Training a large language model like Llama2 13B requires a significant amount of GPUs. Without using the MoAI Platform, you would need to implement parallelization techniques such as data parallelism, pipeline parallelism, and tensor parallelism to perform the training.

(Reference: https://pytorch.org/tutorials/intermediate/ddp_tutorial.html)

...
def setup(rank, world_size):
    dist.init_process_group("nccl", rank=rank, world_size=world_size)
    torch.cuda.set_device(rank)
...

def main(rank, world_size, args):
	setup(rank, world_size)
...
	sampler = DistributedSampler(dataset, num_replicas=world_size, rank=rank)
	loader = DataLoader(dataset, batch_size=64, sampler=sampler)
...

...
world_size = torch.cuda.device_count()  # Change this if you want a different number of GPUs
rank = int(os.environ['LOCAL_RANK'])
main(rank, world_size, args)
...
# Execute single node 
torchrun --standalone --nnodes=1 --nproc_per_node=8 train.py
# Execute multi node 
torchrun --nnodes=2 --nproc_per_node=8 --rdzv_id=100 --rdzv_backend=c10d --rdzv_endpoint=$MASTER_ADDR:29400 train.py

While DDP can be relatively easy to apply, implementing techniques like pipeline parallelism or tensor parallelism involves quite complex code modifications. To apply optimized parallelization, you need to understand how Python code acts in a multiprocessing environment while writing the training scripts. Especially in multi-node setups, configuring the environment of each node used for training is necessary. Additionally, finding the optimal parallelization method considering factors such as model type, size, and dataset requires a considerable amount of time.

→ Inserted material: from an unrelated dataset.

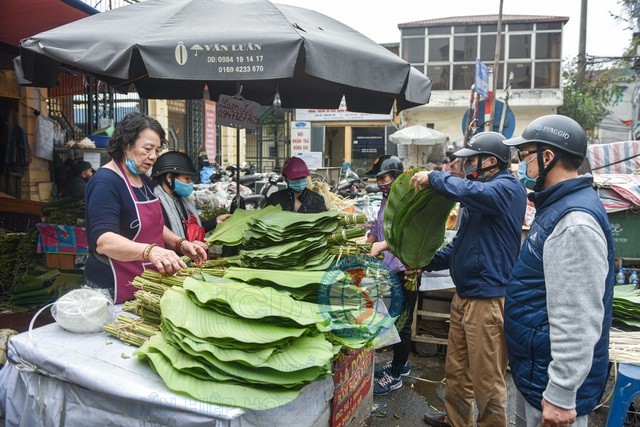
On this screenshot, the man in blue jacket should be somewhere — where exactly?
[504,115,614,426]
[412,132,527,426]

In contrast, MoAI Platform's AP feature enables users to proceed with optimized parallelized training with just one line of code added to the training script, eliminating the need for users to manually apply additional parallelization techniques.

import torch
...
torch.moreh.option.enable_advanced_parallelization()

model = LlamaForCausalLM.from_pretrained("meta-llama/Meta-Llama-3-8B")
...

MoAI Platform's Advanced Parallelization (AP) provides optimization and automation features that are difficult to experience in other frameworks. With the AP feature, you can easily configure the optimal parameters and environment variables for Pipeline Parallelism and Tensor Parallelism which are typically required for large-scale model training, with just a single line of code.